Après avoir travaillé quelques années avec LaChapelle, Nabil collabore avec Mario Testino, autre coqueluche du milieu de la mode. En 1998, il cesse d’assister les autres pour se consacrer entièrement à son propre travail. Il rentre (provisoirement) au pays et se lance dans une série de portraits de personnalités artistiques du monde arabe, dont les chanteurs Amr Diab et Cheb Khaled ou le réalisateur Youssef Chahine. En 1999, il expose pour la première fois ses travaux en Égypte. Deux ans plus tard, sa première exposition individuelle à l’étranger a lieu au Mexique. Il y voit un signe, lui qui se sent des affinités avec la peintre Frida Kahlo. Sa carrière internationale est lancée. En 2003, il est invité à la Cité internationale des arts, à Paris. Il quitte l’Égypte en sachant qu’il ne s’y réinstallera pas de sitôt. « En partant, je savais que je ne voulais pas revenir. Je sentais venir une forme d’autocensure. Pour l’éviter, j’ai eu besoin de partir », dit-il. Qu’en est-il sept ans plus tard ? « Je pourrais revivre à Héliopolis, le quartier où j’ai grandi, ou, pourquoi pas, dans le désert… » Pourquoi, alors, avoir quitté Paris pour New York, en 2006 ? « C’était l’un de mes rêves. J’ai toujours entendu parler des artistes vivant à New York comme Jean-Michel Basquiat, Keith Haring, Andy Warhol… ».
Aujourd’hui, il peut s’enorgueillir d’une reconnaissance internationale. Ses nombreuses publications (I Live Within You, chez Scad, ou I Won’t Let You Die, chez Hatje Cantz) mais aussi les galeries (The Third Line à Dubaï, Volker Diehl à Berlin), les institutions (Villa Médicis, Institut du monde arabe) et les manifestations (Biennale de Venise, Rencontres africaines de la photographie) où il expose en témoignent. Son œuvre, ponctuée d’autoportraits, est une sorte de journal intime pudique où il est question d’amour, de sexe et de solitude.
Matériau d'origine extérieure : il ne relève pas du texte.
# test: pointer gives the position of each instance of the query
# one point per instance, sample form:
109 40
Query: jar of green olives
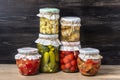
48 46
49 20
70 29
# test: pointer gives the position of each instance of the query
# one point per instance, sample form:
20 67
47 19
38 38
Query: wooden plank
106 72
19 25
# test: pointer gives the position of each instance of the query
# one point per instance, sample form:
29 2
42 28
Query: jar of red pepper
28 60
68 56
89 61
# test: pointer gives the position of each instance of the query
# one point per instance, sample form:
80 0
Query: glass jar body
70 33
48 26
89 67
27 65
50 58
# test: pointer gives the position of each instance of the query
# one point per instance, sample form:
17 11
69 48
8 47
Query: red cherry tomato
65 59
74 62
67 66
62 67
70 56
72 69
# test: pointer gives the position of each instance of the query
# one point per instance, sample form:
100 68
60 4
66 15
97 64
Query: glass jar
89 61
28 60
49 20
48 46
70 29
68 56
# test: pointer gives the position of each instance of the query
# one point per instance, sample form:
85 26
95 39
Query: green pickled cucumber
56 54
46 57
52 59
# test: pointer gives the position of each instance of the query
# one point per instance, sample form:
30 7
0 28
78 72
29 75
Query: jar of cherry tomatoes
68 56
28 60
89 61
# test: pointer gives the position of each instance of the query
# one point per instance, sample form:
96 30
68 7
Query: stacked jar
48 42
70 39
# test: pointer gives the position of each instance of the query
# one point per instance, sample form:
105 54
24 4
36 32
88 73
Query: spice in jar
28 60
49 20
70 29
89 61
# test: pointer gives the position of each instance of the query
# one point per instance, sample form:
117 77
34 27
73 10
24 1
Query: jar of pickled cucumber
48 46
28 60
49 20
89 61
68 56
70 29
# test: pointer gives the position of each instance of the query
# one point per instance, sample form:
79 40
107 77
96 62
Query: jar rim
89 51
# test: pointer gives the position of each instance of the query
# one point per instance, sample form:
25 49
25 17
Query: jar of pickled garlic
28 60
89 61
48 46
68 56
49 20
70 29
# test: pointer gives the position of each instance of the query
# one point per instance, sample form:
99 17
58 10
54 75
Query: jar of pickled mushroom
68 56
89 61
70 29
48 46
49 20
28 60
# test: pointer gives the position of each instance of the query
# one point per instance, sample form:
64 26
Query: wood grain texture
19 25
106 72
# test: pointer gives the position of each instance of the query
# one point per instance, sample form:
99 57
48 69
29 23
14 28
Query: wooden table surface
107 72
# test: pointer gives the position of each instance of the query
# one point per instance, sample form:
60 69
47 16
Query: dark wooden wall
19 25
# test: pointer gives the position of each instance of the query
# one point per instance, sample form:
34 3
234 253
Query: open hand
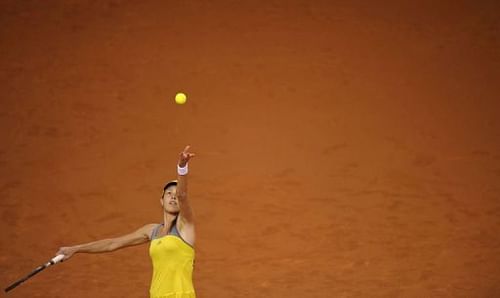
185 156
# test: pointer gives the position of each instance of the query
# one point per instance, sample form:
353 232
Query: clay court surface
344 149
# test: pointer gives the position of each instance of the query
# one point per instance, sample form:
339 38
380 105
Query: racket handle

Pour Nathalie Obadia, sa galeriste à Paris, Youssef Nabil est « un artiste romantique qui sait montrer l’intime avec grâce ». Elle le compare aux grands portraitistes que sont Ingres, Gainsborough, Renoir et, plus près de nous, David Hockney. « C’est un coloriste hors pair qui trouve toute l’âme des sujets dans les palettes utilisées. Youssef Nabil est un peintre de la photographie, son œuvre est unique et n’a pas besoin de formats spectaculaires pour s’exprimer », poursuit-elle.
Pour Youssef Nabil, « photographier est une sorte d’union ; et le travail qui naît, après, un acte d’amour, qui est le fruit de cette rencontre ». À qui rêve-t-il de s’unir aujourd’hui ? « Néfertiti… de son vivant », répond-il sans hésitation. Mais quand on lui demande de se limiter aux personnes encore de ce monde, il répond « Elizabeth Taylor et Sophia Loren ». En attendant de les immortaliser, il est en train de concrétiser un autre rêve, qui n’étonnera personne vu l’admiration qu’il voue au cinéma : troquer son appareil photo contre une caméra.